Choose to duel, and you’ll but go astray;
Fight with me, and death must be your lot;
But let sun and sky be witness to the fact
Your death would offend me; I shun the act.’
Orlando answered him, graciously,
Pitying him, despite all that he’d said:
‘Noble as you are, it pains me, truly,
That midst the damned you’ll be, once you are dead.
Tis ill that you scorn Christianity,
And embrace a lesser path instead.
Save your body and your soul, I say,
Be baptised, and you may go on your way.’
Agricane answered, gazing at his face,
‘It seems then, that you must be Orlando!
Though I were heaven’s king, I’d change place
With any knight in this world, here below,
To duel with you, and life or death embrace.
And yet let me advise you, so you’ll know,
You preach about your God in vain to me.
Sword in hand, defend yourself, and bravely!’
Book I: Canto XVIII: 38-40: They recommence their duel, but cease when night falls
Without more ado, he drew Tranchera,
And attacked Orlando, with ardour.
A fierce contest now began, moreover,
As, with cut and thrust, both men sought honour.

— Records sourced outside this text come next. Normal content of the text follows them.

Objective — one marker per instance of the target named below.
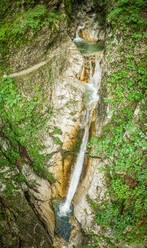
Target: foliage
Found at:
(21, 121)
(127, 12)
(123, 141)
(13, 30)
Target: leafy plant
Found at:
(20, 124)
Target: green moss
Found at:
(122, 143)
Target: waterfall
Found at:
(91, 99)
(78, 38)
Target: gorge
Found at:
(72, 124)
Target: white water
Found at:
(78, 38)
(92, 97)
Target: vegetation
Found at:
(21, 120)
(21, 27)
(123, 141)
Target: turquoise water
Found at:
(86, 47)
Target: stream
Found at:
(90, 100)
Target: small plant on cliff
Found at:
(21, 120)
(123, 143)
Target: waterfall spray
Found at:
(92, 97)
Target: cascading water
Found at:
(78, 38)
(92, 97)
(63, 210)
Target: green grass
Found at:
(123, 141)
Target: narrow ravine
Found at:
(90, 100)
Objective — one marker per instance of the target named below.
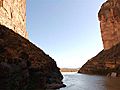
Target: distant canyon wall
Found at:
(13, 15)
(109, 17)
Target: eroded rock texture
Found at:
(108, 60)
(13, 15)
(109, 16)
(23, 66)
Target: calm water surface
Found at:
(76, 81)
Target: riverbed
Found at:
(75, 81)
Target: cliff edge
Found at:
(108, 60)
(24, 66)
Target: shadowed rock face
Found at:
(13, 15)
(23, 66)
(109, 16)
(108, 60)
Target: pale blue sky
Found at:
(67, 30)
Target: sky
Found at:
(67, 30)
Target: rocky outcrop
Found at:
(23, 66)
(13, 15)
(108, 60)
(109, 16)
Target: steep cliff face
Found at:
(23, 66)
(109, 16)
(13, 15)
(108, 60)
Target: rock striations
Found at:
(109, 16)
(23, 66)
(13, 15)
(108, 60)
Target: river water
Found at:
(75, 81)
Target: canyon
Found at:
(23, 66)
(108, 60)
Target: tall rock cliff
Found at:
(109, 16)
(108, 60)
(23, 66)
(13, 15)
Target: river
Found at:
(75, 81)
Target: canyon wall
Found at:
(109, 17)
(108, 60)
(13, 15)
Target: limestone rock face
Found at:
(108, 60)
(24, 66)
(109, 16)
(13, 15)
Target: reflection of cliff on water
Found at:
(76, 81)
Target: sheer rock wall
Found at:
(13, 15)
(109, 17)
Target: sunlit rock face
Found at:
(13, 15)
(109, 16)
(108, 60)
(24, 66)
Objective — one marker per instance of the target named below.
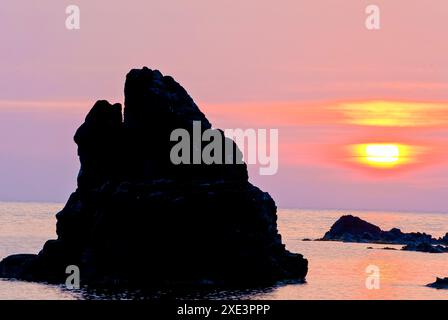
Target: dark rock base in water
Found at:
(353, 229)
(439, 284)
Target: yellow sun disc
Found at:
(381, 155)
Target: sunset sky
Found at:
(362, 114)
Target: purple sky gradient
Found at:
(234, 58)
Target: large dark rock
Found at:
(137, 219)
(353, 229)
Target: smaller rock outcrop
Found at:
(440, 283)
(349, 228)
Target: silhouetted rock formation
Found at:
(425, 247)
(136, 219)
(353, 229)
(439, 284)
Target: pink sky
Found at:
(304, 67)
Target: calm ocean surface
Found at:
(336, 270)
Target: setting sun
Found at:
(382, 155)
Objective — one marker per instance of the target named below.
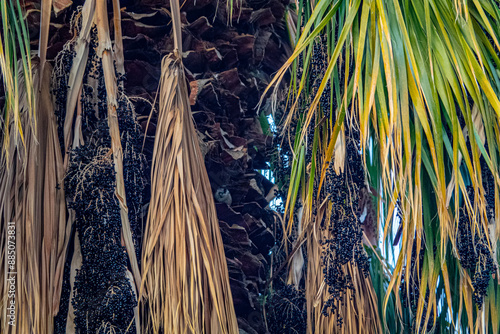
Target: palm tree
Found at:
(411, 89)
(387, 122)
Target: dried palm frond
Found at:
(185, 276)
(21, 242)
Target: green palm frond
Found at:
(420, 82)
(15, 60)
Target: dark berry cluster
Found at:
(475, 255)
(59, 87)
(345, 229)
(90, 185)
(286, 311)
(133, 168)
(489, 189)
(410, 287)
(103, 296)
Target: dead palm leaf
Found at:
(185, 276)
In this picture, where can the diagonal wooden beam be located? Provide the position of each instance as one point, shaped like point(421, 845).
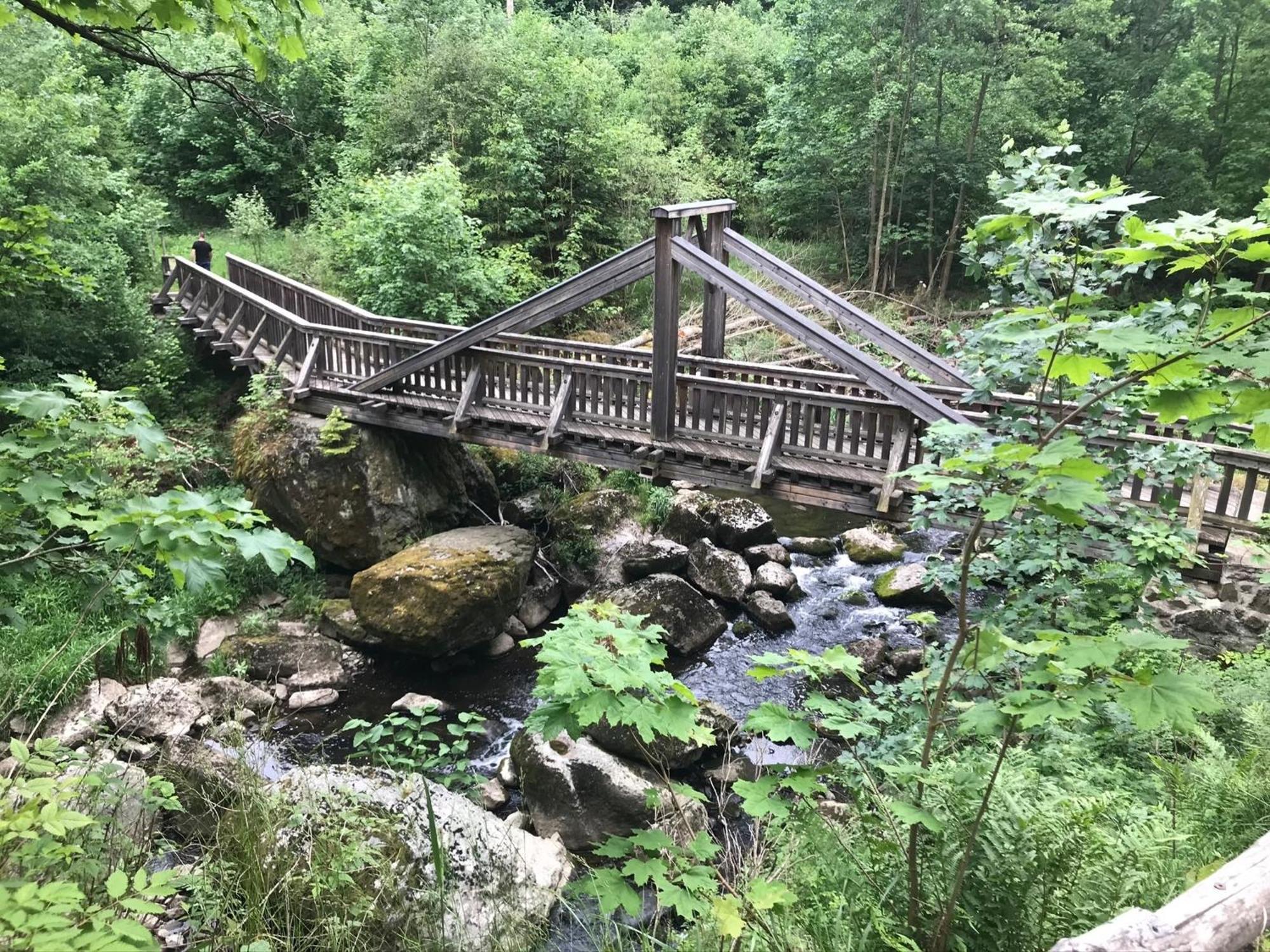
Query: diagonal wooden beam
point(808, 332)
point(302, 389)
point(570, 295)
point(468, 398)
point(561, 406)
point(900, 436)
point(850, 317)
point(773, 441)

Each was a shining light of true endeavour;
While (the book says) they fought together,
From the height of noon till the fall of night,
Their courage waxing the longer the fight.
But once the sun dipped beyond the mountain,
And the stars appeared, adorning the sky,
The weary Count addressed the king again:
‘What now?’ he said, ‘It darkens there, on high.’
‘We must rest here in the meadow, tis plain,’
Came the courteous monarch’s swift reply,
‘And then tomorrow, with the morning light,
We may rise together, and resume the fight.’
On this matter, the pair were in accord.
Each tethered his brave charger as he pleased.
Then the green grass did each a couch afford,
They, like neighbours between whom war has ceased,
As if bound by ancient peace, graced the sward.
The Count beside the stream his tired flesh eased,
While the king lay nearer to the trees,
Beneath a pine, stirred by the evening breeze.
Book I: Canto XVIII: 41-44: Orlando talks of faith and learning
They talked together for a goodly while,
Of noble things, conducive to their state.
The Count gazed at the sky, mile on mile,
And declared: ‘What we behold, soon or late,
Is all the work of the Lord; the silver dial
Of the moon, the stars that tell of our fate,
The shining sun, its light upon our face,
God made them all for the human race.’
‘I see,’ the king replied, ‘that twould please
You to reason concerning faith, and such.
In the field of science, I lack expertise,
Not inclined to it in youth, overmuch.
I broke my teachers’ heads; by degrees,
I turned from learning, and its tiresome clutch,
Till none was there to teach me to write,
Or show me books; for they all ran in fright.
And so, I spent my early years in arms,
In riding, hunting, jousting and the like.
I think a nobleman should shun the charms
Of reading all the day, and learn to strike
The targe, gain strength and speed for war’s alarms,
And learn the use of lance, and sword, and pike,
All that a knight may need; oh, learning’s fine
For priests and scribes; the art of war is mine!’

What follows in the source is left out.